Two, the Commission was not even successful in promoting the only law for which it was allotted the main responsibility. As far back as 26 December 2022 the Commission promptly recommended that law No. 8628 be adopted during its first reading. It was subsequently relegated to the parliamentary backlog, however, and has still not been approved.
Three, with other parliamentary committees the Commission was tasked to examine a number of other draft laws: one example was law No. 7570 (20 July 2022), covering changes in the Criminal and Criminal-Procedural Codes that concerned “responsibility for collaborationist activities and related offences”. In relation to none of these draft laws, however, did the Commission conclude that they might be adopted at the first reading.

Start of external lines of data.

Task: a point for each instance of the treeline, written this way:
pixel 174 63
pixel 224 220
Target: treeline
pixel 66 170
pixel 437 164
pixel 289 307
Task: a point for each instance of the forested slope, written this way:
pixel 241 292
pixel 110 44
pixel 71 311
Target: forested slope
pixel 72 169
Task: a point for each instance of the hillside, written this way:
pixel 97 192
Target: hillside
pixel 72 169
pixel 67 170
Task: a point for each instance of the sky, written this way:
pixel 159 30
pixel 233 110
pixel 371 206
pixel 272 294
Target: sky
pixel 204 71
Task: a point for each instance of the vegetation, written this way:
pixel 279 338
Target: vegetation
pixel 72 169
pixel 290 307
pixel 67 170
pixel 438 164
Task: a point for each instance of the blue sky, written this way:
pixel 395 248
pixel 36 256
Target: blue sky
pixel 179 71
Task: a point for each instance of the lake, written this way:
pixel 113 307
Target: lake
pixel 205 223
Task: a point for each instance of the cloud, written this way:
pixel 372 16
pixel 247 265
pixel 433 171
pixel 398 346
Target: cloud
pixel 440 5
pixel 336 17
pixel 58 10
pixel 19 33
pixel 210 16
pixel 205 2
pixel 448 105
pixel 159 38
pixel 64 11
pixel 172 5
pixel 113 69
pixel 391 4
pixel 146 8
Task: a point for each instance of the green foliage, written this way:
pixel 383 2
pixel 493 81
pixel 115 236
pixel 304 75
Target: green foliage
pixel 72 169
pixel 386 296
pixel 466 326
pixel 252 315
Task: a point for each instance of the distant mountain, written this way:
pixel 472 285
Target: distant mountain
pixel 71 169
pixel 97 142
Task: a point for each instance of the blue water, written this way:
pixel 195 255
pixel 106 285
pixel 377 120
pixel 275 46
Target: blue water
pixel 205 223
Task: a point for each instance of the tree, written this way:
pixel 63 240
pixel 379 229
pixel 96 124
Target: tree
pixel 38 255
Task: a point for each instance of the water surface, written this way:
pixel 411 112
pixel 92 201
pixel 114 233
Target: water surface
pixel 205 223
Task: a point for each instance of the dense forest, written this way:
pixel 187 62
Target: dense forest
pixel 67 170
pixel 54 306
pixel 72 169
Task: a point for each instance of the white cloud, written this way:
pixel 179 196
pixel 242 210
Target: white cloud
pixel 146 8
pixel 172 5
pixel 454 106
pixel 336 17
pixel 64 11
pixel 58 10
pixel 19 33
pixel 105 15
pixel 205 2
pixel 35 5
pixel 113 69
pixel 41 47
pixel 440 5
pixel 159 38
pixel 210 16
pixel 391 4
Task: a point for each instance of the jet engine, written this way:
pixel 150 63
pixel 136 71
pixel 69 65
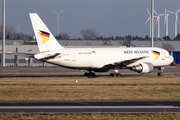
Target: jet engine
pixel 143 68
pixel 45 55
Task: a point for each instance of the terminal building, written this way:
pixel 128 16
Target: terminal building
pixel 17 46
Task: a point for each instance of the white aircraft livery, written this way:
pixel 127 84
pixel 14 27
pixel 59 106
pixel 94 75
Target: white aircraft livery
pixel 139 59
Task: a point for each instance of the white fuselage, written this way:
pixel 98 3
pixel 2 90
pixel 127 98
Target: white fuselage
pixel 96 58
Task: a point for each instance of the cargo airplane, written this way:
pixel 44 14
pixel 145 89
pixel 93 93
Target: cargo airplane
pixel 139 59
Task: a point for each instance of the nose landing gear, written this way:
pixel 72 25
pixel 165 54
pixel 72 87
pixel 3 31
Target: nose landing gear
pixel 160 73
pixel 92 74
pixel 115 74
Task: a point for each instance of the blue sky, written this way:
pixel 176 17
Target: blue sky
pixel 109 17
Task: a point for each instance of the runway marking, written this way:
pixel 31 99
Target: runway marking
pixel 86 107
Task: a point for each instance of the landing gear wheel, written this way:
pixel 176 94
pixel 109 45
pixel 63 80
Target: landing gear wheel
pixel 115 74
pixel 160 74
pixel 89 74
pixel 86 74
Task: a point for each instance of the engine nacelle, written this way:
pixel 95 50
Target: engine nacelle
pixel 44 55
pixel 143 68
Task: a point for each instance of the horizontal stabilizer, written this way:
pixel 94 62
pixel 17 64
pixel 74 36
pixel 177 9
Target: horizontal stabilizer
pixel 24 54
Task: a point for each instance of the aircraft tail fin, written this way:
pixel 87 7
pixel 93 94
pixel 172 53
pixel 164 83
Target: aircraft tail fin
pixel 45 39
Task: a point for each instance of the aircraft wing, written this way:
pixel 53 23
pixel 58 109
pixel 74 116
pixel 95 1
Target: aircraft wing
pixel 24 54
pixel 124 63
pixel 128 62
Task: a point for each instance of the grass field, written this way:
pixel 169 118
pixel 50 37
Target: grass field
pixel 91 117
pixel 132 87
pixel 127 87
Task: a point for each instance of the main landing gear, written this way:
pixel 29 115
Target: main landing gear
pixel 90 74
pixel 160 73
pixel 115 74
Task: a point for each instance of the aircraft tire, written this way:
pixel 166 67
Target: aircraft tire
pixel 160 74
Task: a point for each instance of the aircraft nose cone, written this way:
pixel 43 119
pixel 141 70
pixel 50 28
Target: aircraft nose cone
pixel 172 59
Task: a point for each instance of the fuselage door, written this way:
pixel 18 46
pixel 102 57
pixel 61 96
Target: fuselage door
pixel 162 55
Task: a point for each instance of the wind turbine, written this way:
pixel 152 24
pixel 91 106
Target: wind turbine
pixel 158 21
pixel 58 19
pixel 166 22
pixel 19 29
pixel 149 19
pixel 176 20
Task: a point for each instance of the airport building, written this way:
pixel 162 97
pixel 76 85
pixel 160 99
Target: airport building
pixel 17 46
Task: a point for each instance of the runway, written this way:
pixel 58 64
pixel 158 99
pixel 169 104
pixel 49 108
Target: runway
pixel 88 107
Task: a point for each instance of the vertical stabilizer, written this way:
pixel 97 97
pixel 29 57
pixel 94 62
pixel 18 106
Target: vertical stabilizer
pixel 45 39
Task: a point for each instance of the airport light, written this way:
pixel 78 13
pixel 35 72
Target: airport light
pixel 152 23
pixel 3 41
pixel 58 19
pixel 176 20
pixel 19 29
pixel 158 21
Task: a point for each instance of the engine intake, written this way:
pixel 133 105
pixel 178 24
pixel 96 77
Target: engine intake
pixel 143 68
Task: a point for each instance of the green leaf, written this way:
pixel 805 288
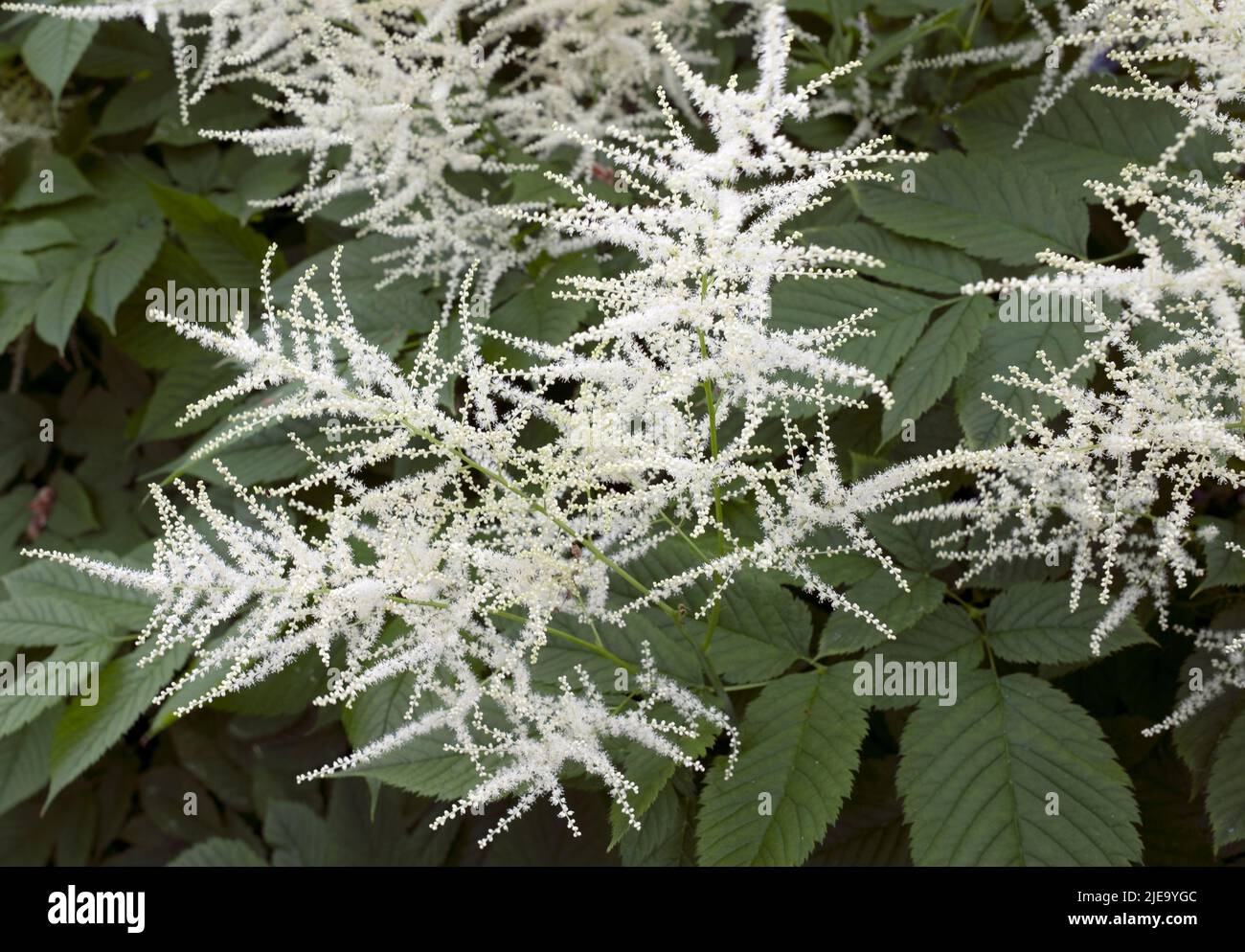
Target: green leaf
pixel 1005 345
pixel 762 630
pixel 83 733
pixel 19 711
pixel 871 827
pixel 120 605
pixel 935 361
pixel 975 778
pixel 385 316
pixel 60 305
pixel 24 760
pixel 419 765
pixel 946 635
pixel 880 595
pixel 65 183
pixel 668 834
pixel 40 622
pixel 1031 623
pixel 651 773
pixel 395 834
pixel 1225 789
pixel 218 851
pixel 120 269
pixel 231 253
pixel 800 748
pixel 19 435
pixel 174 391
pixel 982 206
pixel 138 103
pixel 53 49
pixel 1084 136
pixel 900 316
pixel 73 511
pixel 922 265
pixel 35 236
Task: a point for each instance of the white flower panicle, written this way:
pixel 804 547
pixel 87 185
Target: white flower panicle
pixel 515 515
pixel 1107 487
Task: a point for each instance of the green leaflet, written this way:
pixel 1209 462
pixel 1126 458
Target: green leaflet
pixel 1031 623
pixel 1225 790
pixel 50 182
pixel 982 206
pixel 16 712
pixel 880 595
pixel 85 733
pixel 976 776
pixel 231 253
pixel 395 834
pixel 124 607
pixel 61 303
pixel 924 265
pixel 1086 136
pixel 1007 345
pixel 218 851
pixel 800 748
pixel 38 622
pixel 935 361
pixel 53 49
pixel 897 323
pixel 24 760
pixel 419 765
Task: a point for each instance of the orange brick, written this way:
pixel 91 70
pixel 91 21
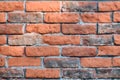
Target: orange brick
pixel 96 62
pixel 11 6
pixel 61 17
pixel 11 50
pixel 2 61
pixel 79 51
pixel 43 73
pixel 3 40
pixel 78 29
pixel 61 40
pixel 42 51
pixel 96 17
pixel 22 61
pixel 108 50
pixel 109 6
pixel 117 39
pixel 43 6
pixel 43 28
pixel 11 29
pixel 116 17
pixel 2 17
pixel 116 61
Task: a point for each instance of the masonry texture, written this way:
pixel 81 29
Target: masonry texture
pixel 59 40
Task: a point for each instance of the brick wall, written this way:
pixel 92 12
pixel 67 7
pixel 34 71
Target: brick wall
pixel 59 40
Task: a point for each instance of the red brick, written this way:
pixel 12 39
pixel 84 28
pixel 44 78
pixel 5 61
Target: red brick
pixel 94 40
pixel 3 39
pixel 96 62
pixel 78 29
pixel 2 62
pixel 108 50
pixel 79 51
pixel 116 61
pixel 11 73
pixel 42 51
pixel 61 40
pixel 78 6
pixel 116 17
pixel 11 29
pixel 43 73
pixel 61 17
pixel 109 6
pixel 22 61
pixel 117 39
pixel 96 17
pixel 61 62
pixel 111 28
pixel 2 17
pixel 11 6
pixel 25 17
pixel 43 28
pixel 43 6
pixel 26 39
pixel 11 50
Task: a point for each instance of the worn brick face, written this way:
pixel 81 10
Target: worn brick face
pixel 108 50
pixel 11 29
pixel 43 73
pixel 25 17
pixel 96 17
pixel 2 61
pixel 11 6
pixel 3 39
pixel 59 40
pixel 79 6
pixel 26 39
pixel 109 6
pixel 96 62
pixel 78 29
pixel 11 50
pixel 109 28
pixel 43 6
pixel 61 17
pixel 42 51
pixel 61 62
pixel 43 28
pixel 2 17
pixel 96 40
pixel 11 73
pixel 79 51
pixel 18 61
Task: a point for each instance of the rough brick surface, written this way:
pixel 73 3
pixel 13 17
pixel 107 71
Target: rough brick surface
pixel 43 28
pixel 96 17
pixel 26 39
pixel 96 62
pixel 11 6
pixel 79 51
pixel 61 17
pixel 11 29
pixel 3 39
pixel 59 40
pixel 2 17
pixel 11 50
pixel 18 61
pixel 78 29
pixel 25 17
pixel 43 6
pixel 42 51
pixel 43 73
pixel 61 62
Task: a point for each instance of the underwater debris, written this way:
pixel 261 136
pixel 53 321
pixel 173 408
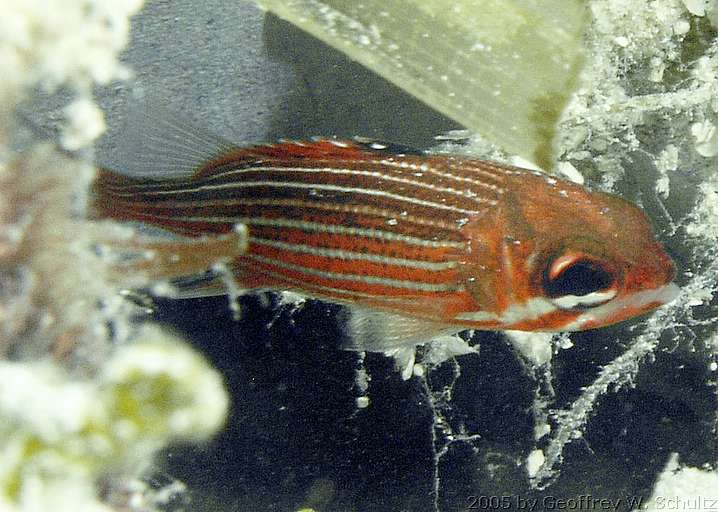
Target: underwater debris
pixel 82 408
pixel 505 68
pixel 60 433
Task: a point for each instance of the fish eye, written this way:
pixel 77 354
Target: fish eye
pixel 572 281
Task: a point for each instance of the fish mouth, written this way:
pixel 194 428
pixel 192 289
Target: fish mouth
pixel 624 308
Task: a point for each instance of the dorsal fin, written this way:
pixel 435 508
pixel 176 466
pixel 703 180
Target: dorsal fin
pixel 158 144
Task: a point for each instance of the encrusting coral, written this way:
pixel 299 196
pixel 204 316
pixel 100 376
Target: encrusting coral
pixel 86 399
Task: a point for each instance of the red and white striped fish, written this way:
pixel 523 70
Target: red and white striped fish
pixel 415 245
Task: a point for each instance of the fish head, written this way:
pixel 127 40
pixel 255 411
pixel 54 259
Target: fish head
pixel 568 258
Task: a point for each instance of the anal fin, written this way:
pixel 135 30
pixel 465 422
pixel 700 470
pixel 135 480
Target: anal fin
pixel 381 331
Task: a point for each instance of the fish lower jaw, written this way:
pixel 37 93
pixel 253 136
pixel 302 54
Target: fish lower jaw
pixel 624 308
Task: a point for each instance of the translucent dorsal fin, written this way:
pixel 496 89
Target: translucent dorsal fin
pixel 380 331
pixel 158 144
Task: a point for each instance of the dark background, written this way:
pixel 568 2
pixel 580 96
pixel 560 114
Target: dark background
pixel 295 436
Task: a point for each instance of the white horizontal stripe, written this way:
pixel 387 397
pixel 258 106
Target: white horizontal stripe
pixel 324 292
pixel 318 205
pixel 307 186
pixel 317 227
pixel 424 167
pixel 590 299
pixel 351 255
pixel 374 174
pixel 382 281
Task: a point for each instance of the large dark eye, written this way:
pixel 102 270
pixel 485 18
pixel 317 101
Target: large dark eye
pixel 575 280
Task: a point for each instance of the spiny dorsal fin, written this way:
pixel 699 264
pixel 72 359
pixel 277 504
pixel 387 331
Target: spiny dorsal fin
pixel 158 144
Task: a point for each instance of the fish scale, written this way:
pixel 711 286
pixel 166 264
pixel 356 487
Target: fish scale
pixel 415 245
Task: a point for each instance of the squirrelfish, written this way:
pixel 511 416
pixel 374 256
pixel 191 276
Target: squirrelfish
pixel 415 245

Four, the summary that the Commission provided of its activities leaves a strange impression. Much of the report is devoted to the participation of Commission members in various meetings and events linked to Russia’s military aggression against Ukraine: it’s hard to see how this helped the Commission to implement the principles and norms of international humanitarian and criminal law. An even larger part of the report is made up of statistical information provided by the executive, e.g., the number of criminal cases concerning crimes and offences committed as part of the ongoing conflict or the total number of internally displaced people. On the other hand, it is not clear from the report how the Commission cooperated with the parliamentary commissioner for human rights to ensure that the rights and liberties of individuals both in areas of active fighting and in temporarily occupied territories were respected and defended, yet such cooperation was explicitly mentioned among the Commission’s main activities.
We are forced to conclude that the activities of the Commission form yet one more example in the history of Ukrainian parliamentarism when a rational and useful proposal was not implemented. The Commission’s low efficiency shows that issues of international humanitarian and criminal law have still not received sufficient attention from our parliament although Ukraine has now been involved in an international military conflict for the past ten years.